If you're inclined to to stick with the fixed blade heads, try removing and regluing the insert/outserts to get them alligned properly.

If you have any questions, don't hesitate to pm or email me.


----------



## snoopy (Sep 29, 2003)

Are your arrows straight or helical fletched. A helical fletching will cause your arrows to spin and reduce planing. I agree with Smalls. You should try paper tuning your bow. If that doesn't do it I have had great luck with Spitfire mechanicals. Also have been hearing great things about Crimson Talon fixed blades. These broadheads actually cause your arrows to spin from th broadhead design. Word is that they group like field points.

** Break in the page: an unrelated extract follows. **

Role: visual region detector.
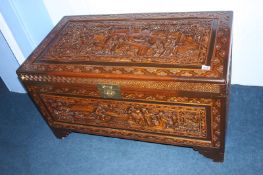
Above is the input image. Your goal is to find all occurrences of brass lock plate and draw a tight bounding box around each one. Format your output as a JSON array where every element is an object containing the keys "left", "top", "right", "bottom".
[{"left": 97, "top": 84, "right": 121, "bottom": 99}]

Let us know what works for you.


----------



## maple lake duck slayer (Sep 25, 2003)

I'll let you know in a few days. You guys have given me some great info, thanks. What do you think would probably be the most effective and cheapest way to go about correcting the problem?


----------



## snoopy (Sep 29, 2003)

Personally I would start with the bow. A well tuned bow will be quieter and more consistant. Paper tuning is a great way to get your bow tuned. The next step would be to try the helical fletching to help stabilize the arrows. As far as broadheads go, that is a debate that will be going on and on, forever. I use Spitfires and have had great luck with them. I am more confident and consistant because they fly so well. I would like to try the Crimson Talon's just to see how they fly. I am bear hunting next spring so maybe I'll do a little flight/penetration test before that trip.


----------



## maple lake duck slayer (Sep 25, 2003)

Thanks you guys for all the help. I was kind of looking for a quickfix, so I went with changing to the mechanical broadheads. I bought the Spitfires, just like you told me. They work great. I shot 6 times with them. 2 in the bullseye, 4 in the first outer ring. I'm set to start hunting. I bought these at Gander Mountain, and the archery guy there told me he had problems with the Spitfires opening and going through the deer. Do you guys ever have problems like these?


----------



## greenheadIL (Oct 1, 2002)

if your bow is set up right you will have no problem with spitfires. That is what I use here in Illinois and i never have any problem with penetration. Make sure your bow is tuned right. Check your centershot and elevation/windage and definitely still paper tune it even though you are more consistent. The reason for still tuning your bow even though you are shooting good is because any wobble you have at all in your arrow flight will greatly reduce your downrange energy resulting in less penetration especially out to 40 yds. The better your bow is tuned and the better your arrows are flying increases your penetration greatly.


----------



## smalls (Sep 9, 2003)

You won't have any problems as long as you don't take any extreme quartering shots. Wait for a good shot within your range and they will perform great.


----------